Skip to main content

How to Validate Flat File with its Control File?


In this use case, we will demonstrate how to compare the data in our control file with the data in our actual file. The control file contains crucial information about the actual file, including record count, file size, delimiter used, and more. By comparing these two datasets, we can ensure their accuracy and identify any discrepancies. Let's dive in and create a checksum rule for this purpose.

Steps

Here are the steps outlined in the video:

Create Rule

  1. Start by creating a new checksum rule with an appropriate name for clarity.

Set Up Source Data Connection

  1. Configure a source data connection with the connection type as "File." Use "Flat File SQL" as the connection, and select "Delimited" as the file type. Choose the source file, "customer.csv." Preview the data, and assign a suitable table name, such as "customers." Click "Get Schema," save the schema, and refresh the data to view the total record count, which in this case is 100.

Set Up Target Data Connection

  1. Configure a target data connection with the same settings as the source: connection type "File," "Flat File SQL" connection, and "Delimited" file type.

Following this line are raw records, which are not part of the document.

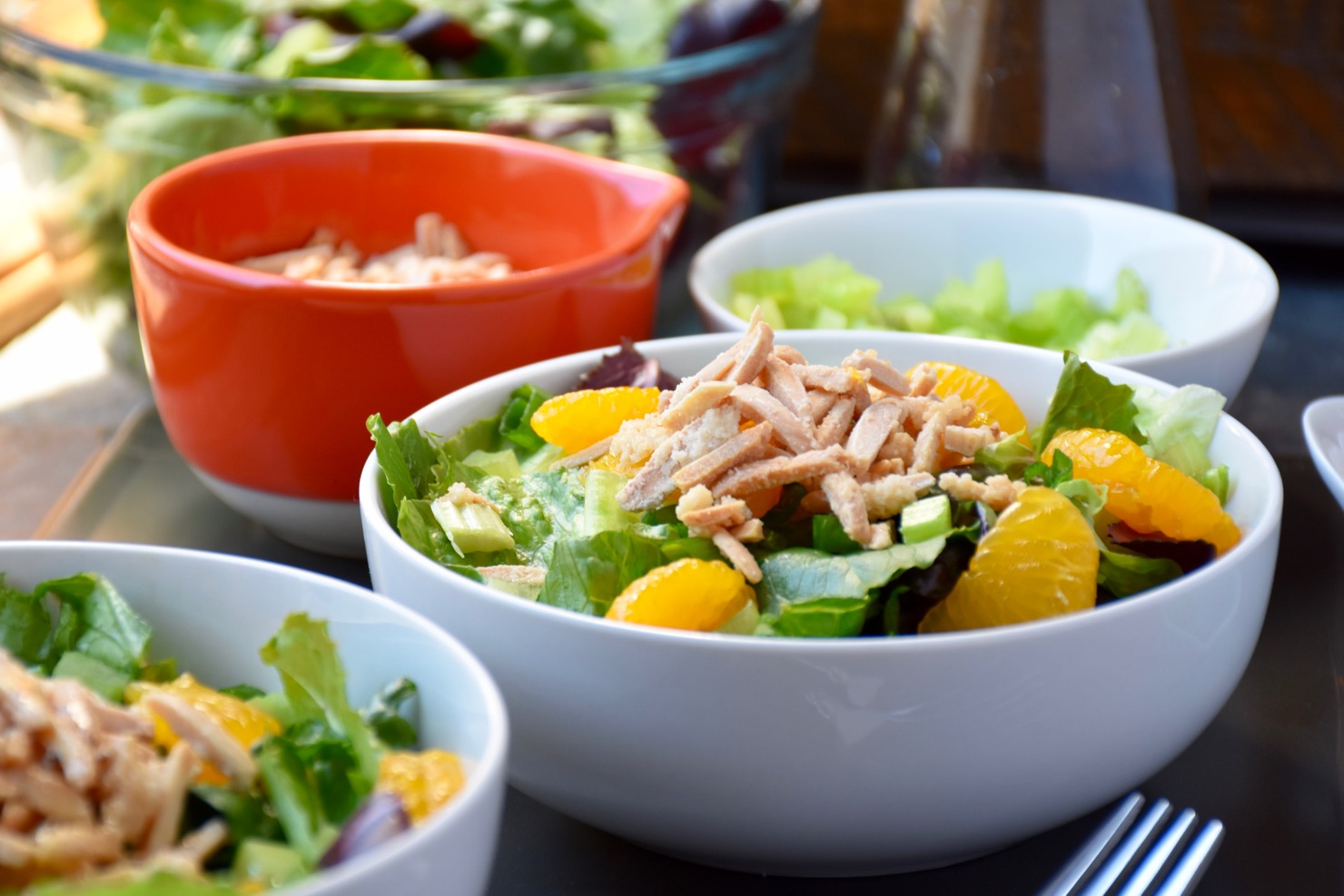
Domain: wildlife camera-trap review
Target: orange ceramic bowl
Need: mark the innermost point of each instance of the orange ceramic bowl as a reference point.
(265, 383)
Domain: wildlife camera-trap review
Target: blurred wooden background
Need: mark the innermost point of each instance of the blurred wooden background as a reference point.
(1260, 86)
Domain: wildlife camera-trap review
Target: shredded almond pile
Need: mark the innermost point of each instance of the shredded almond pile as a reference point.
(439, 255)
(84, 792)
(862, 438)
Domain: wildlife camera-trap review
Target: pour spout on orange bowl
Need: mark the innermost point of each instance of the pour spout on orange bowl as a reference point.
(265, 381)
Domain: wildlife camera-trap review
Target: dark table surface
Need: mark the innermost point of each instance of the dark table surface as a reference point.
(1268, 766)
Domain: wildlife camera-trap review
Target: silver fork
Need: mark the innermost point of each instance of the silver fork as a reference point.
(1148, 862)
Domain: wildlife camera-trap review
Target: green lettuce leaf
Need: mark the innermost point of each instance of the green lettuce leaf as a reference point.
(93, 618)
(313, 681)
(132, 25)
(1083, 398)
(294, 800)
(159, 882)
(587, 576)
(385, 714)
(1181, 428)
(1124, 574)
(808, 593)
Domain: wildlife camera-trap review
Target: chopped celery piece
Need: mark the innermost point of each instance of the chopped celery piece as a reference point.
(472, 527)
(926, 518)
(94, 674)
(542, 458)
(601, 511)
(262, 862)
(501, 464)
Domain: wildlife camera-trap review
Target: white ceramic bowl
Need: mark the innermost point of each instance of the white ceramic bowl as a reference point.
(214, 612)
(1211, 293)
(1323, 425)
(855, 756)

The target file, "customer_stats.csv," serves as a control file and contains information such as the expected record count. Preview the data, assign a table name (e.g., "Control File"), and click "Get Schema." Save the schema and refresh the data to observe the control file's record count, which should match the expected source file count (100).

Define Check

  1. Name the "record count" column in the control file appropriately and use an aggregate function like "SUM" to compare the control file's record count with the actual source file count.

Verify Checks

  1. Verify the auto-populated checks by comparing the record counts in the control file and the actual source file.

Publish & Execute

  1. Publish the rule and execute it.

Review Results

  1. After execution, review the results. In the example provided, the rule executes successfully with a "success" status, and both the source count and target count display 100.

Video: How to Validate Flat File with its Control File?

Conclusion

By following this use case, you have learned how to compare data in a control file with data in an actual file using iceDQ. This process helps ensure data accuracy and identify discrepancies between the two datasets. Validating data in this way enhances data quality and reliability in your projects.